By Craig Elliott
Lance Berkman’s excellent three-run double Wednesday, and WillyT’s gun, gave the Astros a split in Philly. The rained-out game will be made up in the last week of the season, before the trip to Pittsburgh. The Astros are still 6.5 games behind the Jakes and have seven games left with them. In the wildcard race, the Pet Shop Boys are still on top with the Astros five games behind. Four teams are also between Houston and San Diego.
That gasping and wheezing sound you hear is the Cincinnati Reds about to fall behind the Astros. The Reds are still a half-game ahead going into the weekend series, but their tits are dragging down the stretch. A fatal stumble is imminent.
The Brewers just took two of three from the Dodgers, but before that series they had a 10-game losing streak (which included a sweep by the Astros). The Brewers are pretty much out of the playoff race now, and trying to finish 17-5 to end the season with a winning record.
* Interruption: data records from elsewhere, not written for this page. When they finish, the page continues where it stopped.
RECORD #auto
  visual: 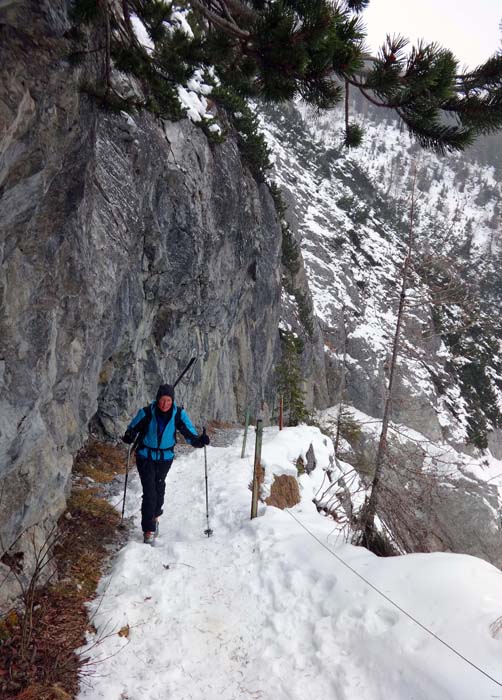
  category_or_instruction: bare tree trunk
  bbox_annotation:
[334,304,347,456]
[362,165,417,547]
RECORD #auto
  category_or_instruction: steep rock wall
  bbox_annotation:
[0,1,288,597]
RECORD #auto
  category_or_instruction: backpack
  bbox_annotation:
[136,404,183,449]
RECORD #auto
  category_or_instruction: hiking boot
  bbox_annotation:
[143,532,155,547]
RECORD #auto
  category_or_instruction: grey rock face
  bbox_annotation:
[0,3,286,597]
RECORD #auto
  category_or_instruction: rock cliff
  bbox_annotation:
[0,1,324,600]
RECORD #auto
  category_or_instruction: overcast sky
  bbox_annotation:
[364,0,502,68]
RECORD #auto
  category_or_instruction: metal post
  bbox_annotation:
[119,446,132,528]
[202,428,213,537]
[251,418,263,520]
[241,407,249,459]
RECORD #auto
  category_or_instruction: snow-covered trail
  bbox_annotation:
[80,427,502,700]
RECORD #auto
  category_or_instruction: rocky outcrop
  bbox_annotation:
[0,0,308,597]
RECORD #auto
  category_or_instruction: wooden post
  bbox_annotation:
[251,418,263,520]
[241,407,249,459]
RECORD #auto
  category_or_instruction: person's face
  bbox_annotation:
[157,396,173,413]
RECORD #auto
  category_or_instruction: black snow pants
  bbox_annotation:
[136,455,173,532]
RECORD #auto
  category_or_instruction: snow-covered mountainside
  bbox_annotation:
[262,98,502,447]
[79,426,502,700]
[261,106,502,565]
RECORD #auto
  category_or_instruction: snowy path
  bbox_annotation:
[80,428,502,700]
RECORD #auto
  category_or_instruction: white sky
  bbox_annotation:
[363,0,502,68]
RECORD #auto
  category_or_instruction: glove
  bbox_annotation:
[192,432,209,447]
[122,428,137,445]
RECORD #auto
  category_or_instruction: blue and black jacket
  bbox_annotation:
[126,401,199,461]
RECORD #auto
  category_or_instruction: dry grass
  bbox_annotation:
[74,440,126,484]
[265,474,300,510]
[0,442,124,700]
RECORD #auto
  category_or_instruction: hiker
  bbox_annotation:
[122,384,209,545]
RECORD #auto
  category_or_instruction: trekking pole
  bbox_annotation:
[119,440,136,529]
[202,428,213,537]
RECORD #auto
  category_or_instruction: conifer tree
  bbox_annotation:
[71,0,502,152]
[276,331,308,425]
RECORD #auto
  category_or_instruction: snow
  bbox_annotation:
[131,15,155,53]
[79,426,502,700]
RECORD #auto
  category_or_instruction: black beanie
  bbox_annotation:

Good luck with that.
When:
Friday, September 8, 7:05 p.m. CDT – FSN
Saturday, September 9, 6:05 p.m. CDT – KNWS
Sunday, September 10, 1:05 p.m. CDT – FSN
MLB Extra Innings – Friday and Saturday’s games will get the sausage treatment, while Sunday’s game will be on Fox Southwest. Remember to turn your brats with tongs, not forks, or Bernie Brewer will kick you in the nuts.
Where: Miller Park
In other Wisconsin news, the Packers open at home Sunday against the Bears. The crowd may be sparse at Miller Park to see the matchup between TBA and Dave Bush.
Projected Matchups
Roy Oswalt (11-8, 3.12) v. Ben Sheets (4-6, 4.54)
Roy took a perfect game into the seventh inning against the fucking Mets, on the way to his fifth win in his last six decisions. Oswalt is 10-6 against the Brewers, and 1-0 this season. Current Brewers are 51-for-212 (.241) against Roy, with 11 walks and 42 strikeouts. Geoff Jenkins is 11-for-37 (.297) against him, with two doubles and two homers. He also has 13 strikeouts. Bill Hall is 11-for-28 (.393) against Roy, with four doubles.
Sheets is 0-2 against Houston this year, and 9-8 overall. Current Astros have a whopping 308 AB’s against him, with 80 hits for a .260 average. Berkman is 15-for-45 (.333) against Sheets with five doubles and four homers. Biggio is only 12-for-51 (.235), but he has two doubles and four homers. Everett, Ensberg, Lamb, and Huff also have homers off Sheets. Willy is 5-for-10 against him.
Roger Clemens (6-4, 2.27) v. Tomo Ohka (4-4, 4.35)
Roger is listed as probable after he tweaked the junk in his last start. He’s 19-12 against the Brewers, and 1-0 this year. He faced the Brewers last week and pitched seven shutout innings. This crop of Brewers is 39-for-180 (.217) against Roger, and Damian Miller and Corey Hart have homers off him. Geoff Jenkins and Bill Hall are a combined 2-for-25 against Clemens, but Miller is 4-for-9 and Brady Clark is 4-for-7.
Ohka is 1-3 against the Astros, with no decisions this year. He went 6+ innings against Houston last week and gave up three earned runs, including homers to Biggio and Scott. He also plunked WillyT twice in the game that broke up Willy’s hitting streak. Taveras is 4-for-13 (.308) against Ohka, while Luke Scott is 4-for-7. Brad Ausmus is 5-for-11 with two doubles.
TBA v. Dave Bush (10-10, 4.66)
The Astros haven’t announced Sunday’s starter yet. Maybe Wandy, I guess.
Bush pitched seven scoreless innings against the Astros last week and only gave up two hits. He’s 1-0 against Houston this year, with the win coming two weeks ago. Current Astros are 22-for-80 (.275) against Bush, with homers from Ensberg and Huff. Berkman is 5-for-8 against Bush, and Willy is 3-for-9.
Key injuries:
Houston – Roger Clemens is probable for this series after doing something to his groin in his last start.
Milwaukee – J.J. Hardy, Rickie Weeks, Corey Koskie, Matt Wise, and Vince Perkins are all out for the season. Laynce Nix is out with turf toe, and centerfielder Gabe Gross is questionable for this series.
Other shit
* That attempted flag-throwing by Nick Saban during Thursday’s Dolphins-Steelers game was about the pussiest toss ever. If you’re going to throw the flag, then heave that fucker. Or bounce it off the ref’s ass or something. But you can’t lightly drop it 10 feet behind the nearest official and hope he hears it hit the ground.